Trash Or Treasure: Hot Circulars Leave Some Cold

MOBILE, Ala. (WPMI) Imagine if someone finished their hamburger and fries, stuffed the wrappers back in the bag, and then tossed them on your lawn!

"Oh, that wrong! Very wrong!" said midtown resident Ashton Brock.

And he's right!

That's littering, and can net the offender a hefty fine under the city of Mobile's new litter law. But what if that same bag was stuffed with sales circulars?

"Same thing," says Brock. "No difference. Not a bit of difference whatever."

It happens in Mobile and surrounding cities, every week, sometimes, twice a week. They're tossed under the name "Bargain Finder" and "YES", and they're a product of the Mobile Press Register.

Some of you, like Mobile resident Jethro Thomas, welcome the pink and green plastic bags, eager to take advantage of the bargains inside.

"We look at the ads to check the stores out and stuff-the bargains."

But Brock, an avid walker, sees no treasure in the circulars, just trash.

"I've almost broke my neck slipping on them!" he said. "I've canceled the paper and I've asked them to stop throwing the ads. They keep coming, and I can't seem to reach anybody."

It's a frustration shared by many, as we discovered when we mentioned these deliveries on Local 15's Darwin Singleton's station Facebook page. The comments poured in, all but one negative.

"It gets old and I think it should be illegal for them to do that," said a poster named Glenn. "Throwing a paper is one thing, but throwing junk in my yard is another."

"It's an eyesore in our West Mobile neighborhood as well," said Linda, "& it needs to stop!"

"I pick them up and throw them in the can before coming into the house." responded Suzanne.

But not everyone picks them up, and that's gotten the attention of people at another address-city hall.

"I noticed these bargain finders sitting in yards, not being picked up on some of our litter pickup days," says District 5 City Councilman Joel Daves.

Daves has been a leader in the battle against litter in Mobile.

"Since I took office, I've received a number of comments from constituents, saying, 'look, I'm getting this thing'," he said. 'I don't want it, I've called the paper and they won't stop it, or they stop it for a while and it comes back.
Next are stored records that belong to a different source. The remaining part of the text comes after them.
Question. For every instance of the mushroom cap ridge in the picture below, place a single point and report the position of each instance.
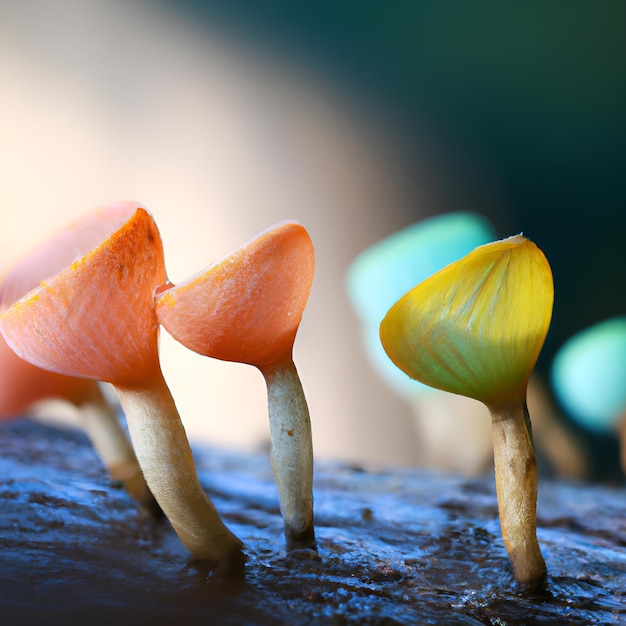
(94, 318)
(246, 308)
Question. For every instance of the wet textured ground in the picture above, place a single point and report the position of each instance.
(406, 547)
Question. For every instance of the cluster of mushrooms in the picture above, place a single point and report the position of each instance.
(53, 317)
(474, 328)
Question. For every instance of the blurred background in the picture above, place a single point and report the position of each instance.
(355, 118)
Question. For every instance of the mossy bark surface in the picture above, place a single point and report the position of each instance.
(395, 547)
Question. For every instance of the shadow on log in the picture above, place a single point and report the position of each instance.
(403, 547)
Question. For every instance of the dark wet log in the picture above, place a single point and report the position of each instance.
(404, 547)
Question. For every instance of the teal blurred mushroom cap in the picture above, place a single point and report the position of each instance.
(589, 375)
(384, 272)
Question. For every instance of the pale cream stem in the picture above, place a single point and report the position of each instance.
(165, 457)
(516, 484)
(292, 454)
(103, 427)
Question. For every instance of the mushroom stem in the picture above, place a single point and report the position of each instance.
(292, 453)
(516, 486)
(621, 433)
(164, 454)
(103, 428)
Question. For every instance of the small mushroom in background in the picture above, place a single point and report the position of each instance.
(476, 328)
(247, 309)
(589, 379)
(82, 305)
(24, 387)
(453, 432)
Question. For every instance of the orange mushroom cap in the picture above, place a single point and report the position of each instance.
(248, 307)
(94, 317)
(23, 384)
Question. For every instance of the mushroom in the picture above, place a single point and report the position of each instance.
(93, 317)
(24, 386)
(247, 309)
(589, 379)
(376, 279)
(476, 328)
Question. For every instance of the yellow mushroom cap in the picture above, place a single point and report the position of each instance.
(477, 326)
Can you do anything?!'"

Daves says the problem is even worse when it comes to houses where no one lives.

"We would go by abandoned houses and vacant lots, and they would be there, also. And so it just occurred to me that these were going places where there was no one to pick them up or someone didn't want them."

That's right. The circulars arrive at houses where there is no one there to pick them up. And they pile up. In the grass, on the sidewalk, and sometimes in the street, where they create another problem.

"And they were not only littering the city, but contributing to the storm water cleanup issues the city already had."

Daves is talking about the city's ongoing battle to keep litter out of the city's storm water drains, drains that empty into nearby creaks and rivers, and eventually into Mobile Bay. The need to meet state and federal environmental demands helped drive the council to beef up the city's litter laws and fines.

As of October 1st, it's $250 dollars plus court costs, per litter citation.

It applies to residents. But does it apply to these circulars? And can residents just say no?

It's an idea the city has presented to the Press Register's legal advisors.

"OK, how about, instead of having an opt out, we have an opt in?," says Daves "And they said they're not required to do that and their first amendment rights are such they don't have to do that. They have the right to throw that in your yard."

It's a common claim. So much so that many other cities have come up with methods their citizens can use to bar circulars from their yards and driveways. For instance, Philadelphia offers decals residents can display at their homes stating circulars are not wanted.

In New York City, the problem has become so bad the city is providing a sample sign residents can download, print and post. According to the New York Times, advertisers who violate the law face fines from $250 to $1,000. Here in Mobile, there is a phone number to call to opt out of such deliveries, but Daves isn't convinced it's effective.

Diane Irby, over City Planning and Development, said citizens worry they'll be held accountable for the circulars in their yard.

"And if they follow that process, they have a reasonable right to expect that they're going to be taken off and that is not going to accumulate in their yard," she said, "and it's not going to look like, well, I'm out of town, I'm an easy target for someone to break into my house. A lot of citizens feel like it's a safety issue for them."

As for Ashton Brock, he said he's so frustrated with the papers at his house, his next call may be to his attorney.

"I ought to have a right to stop it if I ask for it to be stopped."

So what does the Press Register have to say about the city's stance with these circulars? Local 15's Darwin Singleton called both the local offices of the Press Register, as listed on line, with a variety of results. Some of his calls were met with recordings, disconnection or some very pleasant people who said they'd find someone to get back to him. As of Thursday afternoon, that hasn't happened.

Darwin called the company's headquarters, Alabama Media Group in Birmingham, where he was disconnected. Then last Friday, Darwin e-mailed the company's president, but has yet to get a response.

There is a number you can call to request delivery of circulars be stopped at your house. It's 251-219-5343.

If you look forward to the circulars and the bargains inside, do nothing. It's more than likely they'll keep coming.